The Abdallah family stands in front of what remains of their family store in New Orleans' 3rd Ward. The business did not survive the floods that accompanied Hurricane Katrina, and fire destroyed the building itself on Dec. 29. (Chris Granger, The Times-Picayune )
Abdallah family looks to rise from the ashes
With Nader playing for the Buckeyes in the national championship game, the return to New Orleans brings memories of what they've lost
By John Henderson
The Denver Post
Article Last Updated: 01/06/2008 01:29:03 AM MST
NEW ORLEANS ? Drive through the 3rd Ward and you don't need a hurricane to tell you how far certain parts of this city must come. You cruise past small, dilapidated houses with cyclone fences closing off nothing but debris-strewn vacant lots and trouble. Scruffy cemeteries, with their graves above ground, cover three blocks.
Sixth Street leads right into the Magnolia projects, a drab, two-story housing development representing one of the worst danger zones in a city full of them. Drug dealings. Shootings. Overdoses. Prostitution. You name it, the 3rd Ward has it.

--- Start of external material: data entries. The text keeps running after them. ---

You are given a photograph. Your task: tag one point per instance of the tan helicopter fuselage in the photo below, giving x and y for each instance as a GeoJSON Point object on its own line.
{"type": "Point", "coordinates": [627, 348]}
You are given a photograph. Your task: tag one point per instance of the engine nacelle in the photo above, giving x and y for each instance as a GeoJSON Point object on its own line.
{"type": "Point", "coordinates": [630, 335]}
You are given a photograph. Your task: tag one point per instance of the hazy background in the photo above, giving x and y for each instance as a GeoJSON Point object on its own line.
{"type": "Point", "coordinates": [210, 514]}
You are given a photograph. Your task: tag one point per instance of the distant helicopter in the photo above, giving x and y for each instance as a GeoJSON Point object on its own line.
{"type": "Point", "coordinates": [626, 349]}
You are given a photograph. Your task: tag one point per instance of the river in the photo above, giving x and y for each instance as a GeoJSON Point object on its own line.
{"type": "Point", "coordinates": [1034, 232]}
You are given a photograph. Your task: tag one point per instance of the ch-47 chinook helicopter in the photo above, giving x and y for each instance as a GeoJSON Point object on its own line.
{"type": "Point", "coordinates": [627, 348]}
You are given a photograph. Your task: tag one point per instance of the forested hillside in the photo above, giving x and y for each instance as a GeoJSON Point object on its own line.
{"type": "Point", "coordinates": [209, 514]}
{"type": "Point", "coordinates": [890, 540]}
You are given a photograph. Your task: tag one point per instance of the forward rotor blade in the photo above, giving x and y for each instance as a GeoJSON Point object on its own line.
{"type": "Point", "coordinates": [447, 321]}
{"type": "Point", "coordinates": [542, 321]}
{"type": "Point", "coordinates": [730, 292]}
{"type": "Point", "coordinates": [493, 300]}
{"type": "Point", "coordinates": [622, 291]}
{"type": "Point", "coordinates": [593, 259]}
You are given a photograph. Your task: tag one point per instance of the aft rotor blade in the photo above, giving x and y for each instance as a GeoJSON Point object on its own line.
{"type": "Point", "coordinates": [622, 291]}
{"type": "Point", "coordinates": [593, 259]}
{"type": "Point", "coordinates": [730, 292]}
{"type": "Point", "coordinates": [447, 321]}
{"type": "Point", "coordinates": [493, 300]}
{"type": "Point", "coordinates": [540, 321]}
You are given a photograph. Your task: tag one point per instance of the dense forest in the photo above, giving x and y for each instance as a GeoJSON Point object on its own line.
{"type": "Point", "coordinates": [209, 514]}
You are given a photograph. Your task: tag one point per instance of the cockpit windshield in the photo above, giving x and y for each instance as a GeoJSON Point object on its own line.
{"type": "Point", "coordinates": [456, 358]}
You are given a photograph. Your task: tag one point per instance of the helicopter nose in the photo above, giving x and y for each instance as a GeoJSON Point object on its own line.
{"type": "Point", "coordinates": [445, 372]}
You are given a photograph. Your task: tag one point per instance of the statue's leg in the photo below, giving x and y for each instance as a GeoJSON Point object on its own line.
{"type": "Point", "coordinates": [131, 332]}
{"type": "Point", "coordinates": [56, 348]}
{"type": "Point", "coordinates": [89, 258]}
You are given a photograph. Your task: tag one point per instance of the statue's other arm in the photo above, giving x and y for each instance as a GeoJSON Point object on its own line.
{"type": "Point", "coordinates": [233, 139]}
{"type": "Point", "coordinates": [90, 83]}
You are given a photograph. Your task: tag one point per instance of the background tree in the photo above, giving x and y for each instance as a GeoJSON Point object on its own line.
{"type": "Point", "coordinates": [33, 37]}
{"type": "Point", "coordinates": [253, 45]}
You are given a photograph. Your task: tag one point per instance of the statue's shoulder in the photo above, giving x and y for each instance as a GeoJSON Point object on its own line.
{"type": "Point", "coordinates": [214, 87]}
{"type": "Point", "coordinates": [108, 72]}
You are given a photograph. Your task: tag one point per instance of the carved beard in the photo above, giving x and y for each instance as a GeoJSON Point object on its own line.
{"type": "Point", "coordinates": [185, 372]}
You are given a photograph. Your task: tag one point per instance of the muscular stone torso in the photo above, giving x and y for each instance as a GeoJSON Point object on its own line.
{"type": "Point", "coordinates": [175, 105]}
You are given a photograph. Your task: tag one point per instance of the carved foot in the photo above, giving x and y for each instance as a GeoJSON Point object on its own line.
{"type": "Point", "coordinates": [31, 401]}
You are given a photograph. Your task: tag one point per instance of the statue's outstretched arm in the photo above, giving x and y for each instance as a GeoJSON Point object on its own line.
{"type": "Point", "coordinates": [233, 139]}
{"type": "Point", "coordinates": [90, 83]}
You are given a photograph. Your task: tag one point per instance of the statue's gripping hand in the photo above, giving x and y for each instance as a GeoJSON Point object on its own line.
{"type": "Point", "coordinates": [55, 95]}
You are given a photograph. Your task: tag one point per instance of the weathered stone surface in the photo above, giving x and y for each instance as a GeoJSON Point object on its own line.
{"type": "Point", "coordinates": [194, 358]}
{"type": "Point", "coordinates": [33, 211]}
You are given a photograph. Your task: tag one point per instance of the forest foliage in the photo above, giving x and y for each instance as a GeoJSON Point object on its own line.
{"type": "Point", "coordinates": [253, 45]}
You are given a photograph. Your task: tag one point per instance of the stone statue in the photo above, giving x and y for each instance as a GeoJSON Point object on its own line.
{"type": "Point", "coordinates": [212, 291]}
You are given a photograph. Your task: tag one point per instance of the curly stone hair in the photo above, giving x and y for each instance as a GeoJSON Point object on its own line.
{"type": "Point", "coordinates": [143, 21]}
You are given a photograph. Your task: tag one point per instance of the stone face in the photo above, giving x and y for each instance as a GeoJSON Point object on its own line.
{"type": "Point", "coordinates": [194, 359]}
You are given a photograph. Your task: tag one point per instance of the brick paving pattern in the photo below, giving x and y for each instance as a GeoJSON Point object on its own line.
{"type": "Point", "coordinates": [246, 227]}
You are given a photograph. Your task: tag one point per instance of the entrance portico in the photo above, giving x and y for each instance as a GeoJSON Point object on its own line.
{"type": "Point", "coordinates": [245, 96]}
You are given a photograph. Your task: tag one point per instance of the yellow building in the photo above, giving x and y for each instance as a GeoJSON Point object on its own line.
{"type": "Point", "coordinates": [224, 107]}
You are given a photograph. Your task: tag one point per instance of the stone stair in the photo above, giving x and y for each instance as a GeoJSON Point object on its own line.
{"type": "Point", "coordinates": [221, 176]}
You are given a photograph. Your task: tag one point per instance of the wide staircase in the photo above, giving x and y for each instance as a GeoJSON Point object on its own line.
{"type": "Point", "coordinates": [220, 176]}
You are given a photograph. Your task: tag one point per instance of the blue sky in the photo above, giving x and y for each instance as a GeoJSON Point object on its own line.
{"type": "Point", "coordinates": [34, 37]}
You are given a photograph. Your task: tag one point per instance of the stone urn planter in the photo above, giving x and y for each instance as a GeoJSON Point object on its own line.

The one bastion of peace in the neighborhood was a modest little all-purpose grocery store on the corner of Sixth and LaSalle called the LaSalle Street Market. To locals it was Hulio's. That's what they called store owner Younes Abdallah, father of Ohio State defensive tackle Nader Abdallah.
This past Wednesday, five days before Abdallah leads his top-ranked Buckeyes (11-1) into the Superdome against his home-state Louisiana State Tigers (11-2) for the national title, three old men huddled against the cold next to Hulio's. A random-toothed man who would only give his name as "Johnson" between long chugs from a bottle of Seagram's gin stood next to Donald Jarreau, a disabled Vietnam veteran with nowhere to go and nothing to do.